For me, I benefit the most when I share the life lessons I learned the hard way with the hopes that someone can steal a gem from the mistakes I made and choose a better path. In the two years since I’ve been separated from my former husband, I’ve also promised myself that I will never go through a divorce again, nor will I commit to the wrong person again.
These are some of the relationship mistakes I made in my 20s that set the bar too low for me. And I will NEVER repeat them again.
1. I ignored the nice guys.
Women ignore the nice guys when they feel bad about themselves. When you feel bad about yourself, you pick people who continue to validate those bad feelings about yourself. I’m not saying I will go out with anyone who’s nice simply because he’s nice, but I will give a nice guy a chance because I know that’s what I deserve.
2. I let him do all the work.
I always pursued the guys hardcore instead of letting them chase me, and when they did chase me, I ignored them because they were nice guys (see mistake #1). My former husband pursued me and that’s what worked. I’m a Type A female, but a man wants to feel like he’s earned the love of someone, not as if the woman threw herself at his feet.
3. I told the truth too much, too often.
I disclosed too much, too soon with new partners, and they didn’t stick around long because I chose jerks. Did these people really need or deserve to have my heart and soul on a plate? No, and I probably scared guys away that would’ve stuck around had I just went easy.
Don’t reveal everything too soon. People don’t need to know it all, and let your potential partner earn the right to share your private thoughts and skeletons. This doesn’t mean you shouldn’t trust people or be vulnerable, but that you should be smart and share private sensitive things in time.
4. I tolerated disrespect.
I did some of this in my marriage, but in my twenties there were many men who disrespected me, apologized, and then got an invite back to the party. No, no, no, no! Do NOT extend the invite to anyone who disrespects you. That person deserves a “go to jail” card for good. A kind person will make mistakes and maybe say the wrong thing, but will not disrespect you.
5. I let partners treat me like a puppet.
I’m not — I’m a human being. If these dudes wanted Barbie, they should’ve gone to Toys R Us. Remember that you’re your own being with your own strengths and weaknesses. You aren’t put here to be controlled and dictated by anyone. Never be a man’s plaything, doll, or puppet. Never.
No matter how hard I fought back and how many times I said “screw you” as the strong-willed girl I was then, my self-esteem was bad so I tolerated disrespect for the sake of being liked.
6. I put all my eggs in one basket.
When I liked a guy, I put too much of my happiness into him liking me. And when it ended because of something he did or I did, my happiness dissipated into thin air. Go slowly; things can fizzle fast once you get to know someone. Hormones and chemistry don’t always equal an amazing long-term commitment.
7. I relied on someone else for my happiness.

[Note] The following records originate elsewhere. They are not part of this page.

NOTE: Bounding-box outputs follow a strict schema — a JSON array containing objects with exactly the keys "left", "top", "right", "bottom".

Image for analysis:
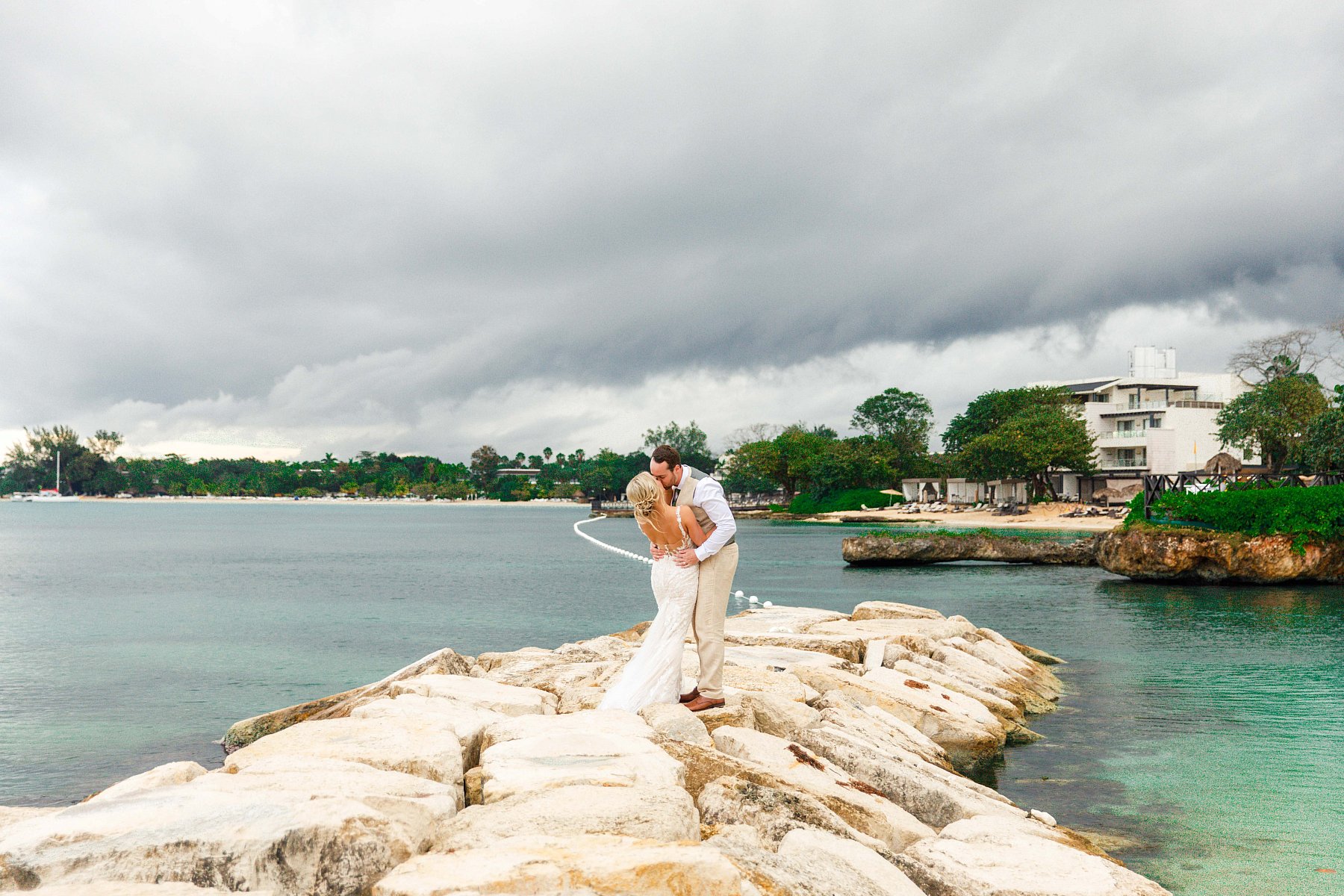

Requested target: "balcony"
[{"left": 1097, "top": 457, "right": 1148, "bottom": 470}]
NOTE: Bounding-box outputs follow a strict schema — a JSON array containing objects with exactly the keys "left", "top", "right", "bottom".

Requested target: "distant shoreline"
[{"left": 9, "top": 494, "right": 588, "bottom": 509}]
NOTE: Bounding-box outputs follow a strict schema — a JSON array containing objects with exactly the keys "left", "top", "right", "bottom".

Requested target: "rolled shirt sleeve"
[{"left": 694, "top": 478, "right": 738, "bottom": 563}]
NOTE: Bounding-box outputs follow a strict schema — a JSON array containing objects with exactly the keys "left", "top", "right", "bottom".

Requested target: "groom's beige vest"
[{"left": 676, "top": 466, "right": 738, "bottom": 547}]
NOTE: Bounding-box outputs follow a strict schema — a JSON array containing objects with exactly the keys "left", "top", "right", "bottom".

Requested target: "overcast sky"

It meant way too much to me to have someone like me back, and if the “liking stopped,” the depression came on. No one likes to be rejected or hurt, but if you define your happiness by how people feel about you, you’re bound to have one miserable life.
8. I needed men instead of wanting them.
I didn’t like the men I chose — I needed them. Needing someone isn’t sexy. It’s not the person you truly need, but some unmet need or issue you’re looking to resolve through someone else. You should want someone, not need them. No one person should be the reason for your existence.
9. I didn’t date around.
I had many dates and boyfriends, but I tended to find one person and stick with him until I moved to the next. I should’ve dated around more casually for the end-goal of having fun and meeting someone new. When you date for fun, you end up learning what you like, enjoying your time more, and finding someone who actually works well with you.
10. I didn’t enjoy what I had.
You’re complete on your own and have much to be happy for. I often felt incomplete if I didn’t have a guy who liked me or was single when my friends weren’t. I should’ve smelled the roses that were already planted and grew my life, rather than feeling incomplete because a guy was lacking. This was something I did much better in my thirties, and as an almost-divorced woman I’m very happy being single.
Relationships are hard but they don’t have to be hell if you work on being a solid independent person first. Before you can walk you must crawl, so work on you and you will attract better quality partners. More importantly, love your life and the people in it; the happier you are, the happier you will be in a relationship.